Christian group sues EEOC, HHS over mandates forcing employers to cover gender transition surgeries

The U.S. Department of Health and Human Services building is shown August 16, 2006, in Washington, D.C. The HHS building, also known as the Hubert H. Humphrey building, is located at the foot of Capitol Hill and is named for Humphrey, who served as a U.S. senator from Minnesota and vice president of the United States. |

An organization that provides support to Christian businesses and nonprofits has sued the federal government for requiring employers to pay for or provide health plans covering gender transition surgeries and other related services for trans-identified individuals. 

The Christian Employers Alliance filed a lawsuit on Monday against the U.S. Equal Employment Opportunity Commission and the U.S. Department of Health and Human Services in the United States District Court for the District of North Dakota, Western Division.  
At issue are two mandates from the EEOC and HHS that interpret Title VII civil rights discrimination protections based on “sex” to include sexual orientation and gender identity as protected classes. 

Named defendants also include the EEOC Chair Charlotte Burrows, HHS Secretary Xavier Becerra, the HHS Office for Civil Rights and OCR Director Lisa Pino.

“The EEOC Coverage Mandate forces religious employers that provide health insurance to their employees to provide insurance coverage of elective gender transition services — and to pay for elective gender transition services in those health plans — even though doing so violates the religious beliefs of those employers,” argues the lawsuit.

“The HHS Gender Identity Mandate requires those religious healthcare providers to speak positively about these procedures even though they disagree with them and the Mandate prohibits them from offering their full and frank medical opinions, including warning patients of the dangers and risks of these experimental and irreversible procedures.”

The CEA is represented by the Alliance Defending Freedom, a conservative legal nonprofit that has successfully argued religious freedom cases before the U.S. Supreme Court.

ADF Senior Counsel Matt Bowman said in a statement Tuesday that he believes the Biden administration is “misinterpreting and improperly enforcing federal law.”

“The government cannot force Christian employers to pay for, or physically perform, harmful medical procedures that contradict their religious beliefs,” stated Bowman.

“The Constitution protects religious healthcare providers and employers and allows them to go about their work in a manner compatible with their deeply held convictions and faith.”

In 2016, the Obama administration enacted a final rule that interpreted Section 1557 of the Affordable Care Act, which focused on prohibiting discrimination in healthcare based on sex, to include sexual orientation and gender identity.

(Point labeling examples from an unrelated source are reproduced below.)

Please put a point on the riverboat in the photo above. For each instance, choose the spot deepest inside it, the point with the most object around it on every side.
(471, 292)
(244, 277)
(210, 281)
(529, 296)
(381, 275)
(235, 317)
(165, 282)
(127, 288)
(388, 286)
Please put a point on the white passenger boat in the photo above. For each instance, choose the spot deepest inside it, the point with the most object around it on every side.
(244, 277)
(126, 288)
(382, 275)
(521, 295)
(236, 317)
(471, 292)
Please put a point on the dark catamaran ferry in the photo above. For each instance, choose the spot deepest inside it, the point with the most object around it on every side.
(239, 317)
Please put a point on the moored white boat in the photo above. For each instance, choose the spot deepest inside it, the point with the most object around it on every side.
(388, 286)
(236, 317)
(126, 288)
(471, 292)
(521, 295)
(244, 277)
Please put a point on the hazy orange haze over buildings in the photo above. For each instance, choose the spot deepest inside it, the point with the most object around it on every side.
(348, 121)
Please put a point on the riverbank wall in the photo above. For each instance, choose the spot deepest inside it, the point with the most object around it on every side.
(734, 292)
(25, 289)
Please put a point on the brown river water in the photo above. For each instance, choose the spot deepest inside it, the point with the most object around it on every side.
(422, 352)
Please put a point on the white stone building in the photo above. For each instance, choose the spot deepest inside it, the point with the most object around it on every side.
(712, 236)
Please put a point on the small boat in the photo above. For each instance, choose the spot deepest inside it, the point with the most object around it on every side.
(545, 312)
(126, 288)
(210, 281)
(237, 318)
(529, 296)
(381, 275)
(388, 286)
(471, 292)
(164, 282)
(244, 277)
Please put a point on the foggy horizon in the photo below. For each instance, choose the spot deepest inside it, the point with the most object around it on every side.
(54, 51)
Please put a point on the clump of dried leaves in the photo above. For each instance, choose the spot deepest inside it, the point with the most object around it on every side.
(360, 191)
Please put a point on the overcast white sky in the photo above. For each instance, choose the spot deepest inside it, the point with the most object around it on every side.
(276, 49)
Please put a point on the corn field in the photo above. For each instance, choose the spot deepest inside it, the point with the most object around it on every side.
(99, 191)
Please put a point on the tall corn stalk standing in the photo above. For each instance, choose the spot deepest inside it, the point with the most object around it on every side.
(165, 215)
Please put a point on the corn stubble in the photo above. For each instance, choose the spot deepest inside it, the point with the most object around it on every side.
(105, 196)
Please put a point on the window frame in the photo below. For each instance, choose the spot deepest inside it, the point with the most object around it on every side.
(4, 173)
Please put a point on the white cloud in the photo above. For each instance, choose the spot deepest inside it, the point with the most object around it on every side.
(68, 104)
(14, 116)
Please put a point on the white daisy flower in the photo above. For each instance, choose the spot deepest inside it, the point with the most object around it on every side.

The final rule was challenged in court by multiple states and religious groups, and was eventually repealed by the Trump administration in 2018.

But under the Biden administration, EEOC and HHS have returned to the interpretation of sex to include sexual orientation and gender identity.

To justify the policy, the administration cites the 2020 U.S. Supreme Court decision Bostock v. Clayton County. The high court ruled that Title VII of the Civil Rights Act of 1964 that protects against employment discrimination applies to sexual orientation and gender identity.

“The Supreme Court in Bostock recognized that to discriminate against a person based on sexual orientation or transgender status is to discriminate against that individual based on sex,” stated the EEOC in June. 

“Therefore, the Supreme Court held that Title VII makes it unlawful for a covered employer to take an employee’s sexual orientation or transgender status into account in making employment-related decisions.”

In August, U.S. District Judge Reed O’Connor granted an injunction against the HHS mandate on behalf of the Franciscan Alliance, concluding that the HHS’ mandate violated the Religious Freedom Restoration Act.

O’Connor specifically contended that the mandate used threats of “fines and civil liability” to coerce employers and healthcare providers “to perform and provide insurance coverage for gender-transition procedures and abortions.”

“When the RFRA violation is clear and the threat of irreparable harm is present, a permanent injunction exempting Christian Plaintiffs from that religion-burdening conduct is the appropriate relief,” continued O’Connor.